By: Rachel Liao
This month of July, in Colombo, Sri Lanka, Sri Lankan President Gotabaya Rajapaksa was chased from office by protestors.
His departure ends a family dynasty that has dominated Sri Lanka’s politics for the past two decades.
His government became the first to fall so dramatically from the double punch of the pandemic, and economic fallout from the Ukraine War. This “impeachment” led his successor, Ranil Wickremesinghe, to handle these issues.
The new president did not go up to the podium welcomed by a successful region. He was a six-time former prime minister. He now handles a bankrupt nation, collapsed economy, and owes $51 billion foreign debt to other regions.
The environment was also fatal, food inflation, which is running more than 50%, has caused poverty and the country’s currency has depreciated.
“You have a combination of the aftereffects of the pandemic, prices of commodities shooting up because of the war in Ukraine, climate issues, and particularly, underlying political instability and bad management,” Dane Chamorro, a partner at the consultancy Control Risks, said.

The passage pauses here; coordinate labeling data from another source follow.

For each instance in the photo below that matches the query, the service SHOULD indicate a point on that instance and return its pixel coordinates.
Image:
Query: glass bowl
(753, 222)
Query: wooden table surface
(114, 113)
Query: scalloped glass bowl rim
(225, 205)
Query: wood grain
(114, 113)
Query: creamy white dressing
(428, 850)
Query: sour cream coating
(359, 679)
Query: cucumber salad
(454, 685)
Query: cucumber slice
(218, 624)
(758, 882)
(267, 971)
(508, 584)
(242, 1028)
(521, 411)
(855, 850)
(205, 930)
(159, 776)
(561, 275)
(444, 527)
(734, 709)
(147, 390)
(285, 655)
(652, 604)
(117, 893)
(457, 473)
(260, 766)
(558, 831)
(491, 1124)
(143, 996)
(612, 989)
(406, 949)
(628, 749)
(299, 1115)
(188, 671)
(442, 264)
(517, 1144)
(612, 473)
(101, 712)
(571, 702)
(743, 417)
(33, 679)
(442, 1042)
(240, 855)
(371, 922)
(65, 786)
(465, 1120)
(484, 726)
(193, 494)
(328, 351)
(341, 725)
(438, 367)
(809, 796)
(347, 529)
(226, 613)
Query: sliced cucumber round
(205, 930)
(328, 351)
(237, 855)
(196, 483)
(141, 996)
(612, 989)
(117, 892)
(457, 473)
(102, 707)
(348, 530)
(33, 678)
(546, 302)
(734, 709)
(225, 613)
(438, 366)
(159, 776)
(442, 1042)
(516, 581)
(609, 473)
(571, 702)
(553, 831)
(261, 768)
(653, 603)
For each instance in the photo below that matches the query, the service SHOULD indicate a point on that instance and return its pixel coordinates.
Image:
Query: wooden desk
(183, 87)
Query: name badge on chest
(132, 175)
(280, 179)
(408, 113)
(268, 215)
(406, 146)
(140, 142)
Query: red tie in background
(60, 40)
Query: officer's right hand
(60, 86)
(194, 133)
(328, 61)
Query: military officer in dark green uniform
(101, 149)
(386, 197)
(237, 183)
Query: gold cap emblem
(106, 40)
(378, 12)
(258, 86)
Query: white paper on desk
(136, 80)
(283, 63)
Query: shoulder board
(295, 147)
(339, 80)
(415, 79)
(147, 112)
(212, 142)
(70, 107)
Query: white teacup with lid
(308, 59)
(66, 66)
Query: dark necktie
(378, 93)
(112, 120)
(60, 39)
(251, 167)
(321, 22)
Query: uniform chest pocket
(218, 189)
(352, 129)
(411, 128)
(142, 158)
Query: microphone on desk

He included that other countries ranging from Pakistan to Egypt to Kazakhstan were facing the same difficulties as they were, but some governments navigated through the course better than Sri Lanka.
Wickremesinghe knew he had to do something about this.
He nationally declared a state of emergency and imposed a curfew in the western province while he tried to handle the situation.
This led to another group of protestors who wanted him to resign from office, possibly leaving him to go without seeing out a full term in office.
He also included that the government could print money to pay employees’ salaries, but warned that this could likely boost inflation and lead to price hikes. The new president stated that state-owned Sri Kankan Airlines could be privatized.
“It just shows how much impact bad management and outright corruption can really derail what would otherwise be a wealthy country,” Chamorro added.